This makes no sense and is typically the opposite of what I'd build. The more business logic (various validation rules and processing) you have in the database (via stored procedures) the less problems you have, not least because all that processing becomes ACID.
The reducing load on the database claim is nonsense since the application would have to query the database anyway and less efficiently that the database could, avoiding numerous round trips between application and database.
If you implement business logic in front end applications, you're asking for trouble. Many places I've worked didn't allow software outside the database to do anything more than call a stored procedure.
Application servers did come into fashion at one point, with predictable results: subtle timing bugs, inconsistent processing with different results depending on which application server processed the data, a general difficulty in finding the source of bugs, security problems.
Everyone would be a lot less stressed if they did everything in the database.
That is the exact opposite of my experience. I try very hard to have the database as dumb as possible.
- Having mixed workloads on the database servers make it almost impossible to profile and tune. By definition, a database answers a lot of queries from a lot of clients. If these queries are hybrid data fetching / compute, then it's pretty much impossible to make sense of any system metrics.
- Having hybrid workloads usually lead to considering DB servers as black boxes (because you cannot make sense of their resource usage easily). This in turn leads to having hyper pumped up DB servers with both crazy RAM, crazy CPU, crazy caches, crazy SSDs and crazy HDDs.
- DB vendors of course understand the previous point, thus why Oracle switched to a "pay per core on the machine" model...

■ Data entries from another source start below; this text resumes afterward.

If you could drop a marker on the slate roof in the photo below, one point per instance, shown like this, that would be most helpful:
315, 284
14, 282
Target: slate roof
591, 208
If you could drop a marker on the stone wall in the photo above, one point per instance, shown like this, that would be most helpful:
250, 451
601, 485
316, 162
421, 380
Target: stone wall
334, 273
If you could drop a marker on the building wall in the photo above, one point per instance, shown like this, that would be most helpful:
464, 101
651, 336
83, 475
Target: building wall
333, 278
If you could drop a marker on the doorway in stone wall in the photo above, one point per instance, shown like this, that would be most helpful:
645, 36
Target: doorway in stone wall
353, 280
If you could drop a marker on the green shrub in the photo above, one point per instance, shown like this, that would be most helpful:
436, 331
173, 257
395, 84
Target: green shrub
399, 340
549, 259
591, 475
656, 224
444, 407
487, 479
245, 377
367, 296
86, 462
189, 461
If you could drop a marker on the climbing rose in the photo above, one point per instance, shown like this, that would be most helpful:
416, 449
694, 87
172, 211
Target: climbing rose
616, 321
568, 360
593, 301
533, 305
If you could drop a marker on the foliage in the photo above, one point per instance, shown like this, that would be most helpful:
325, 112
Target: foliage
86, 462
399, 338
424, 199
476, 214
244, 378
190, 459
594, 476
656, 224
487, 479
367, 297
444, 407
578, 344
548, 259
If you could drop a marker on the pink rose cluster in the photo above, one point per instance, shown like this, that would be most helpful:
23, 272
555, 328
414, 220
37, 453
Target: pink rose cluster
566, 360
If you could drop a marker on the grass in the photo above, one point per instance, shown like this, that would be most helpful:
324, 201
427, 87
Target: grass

- The DB logic layer ecosystem is most of the time subpar compared to a more traditional programming language. If you depend on your DB server performing a lot of work, you will want to make these awesome queries accessible. That is, you will want stored procs, extensions, etc. Dealing with those is a huge pain to test, version, update...
- Overall all RDBMS have special SQL extensions all over the place. You're probably using tons of those without even knowing it. With time, vendor locking will become an immense burden and you'll be forced to pay millions to Oracle to keep your business running.
>The reducing load on the database claim is nonsense since the application would have to query the database anyway and less efficiently that the database could, avoiding numerous round trips between application and database.
Ah, but by shifting the logic to the app, I can now query multiple databases (of disparate types even! vector, document, object, relational, etc.), each optimized for its particular data and query types and combine the result. That's very....not easy in stored procedures. I can also scale out different tiers of the application based on its needs (heavy compute, gpu-based, etc.). How do you do that when everything is a stored proc on a database?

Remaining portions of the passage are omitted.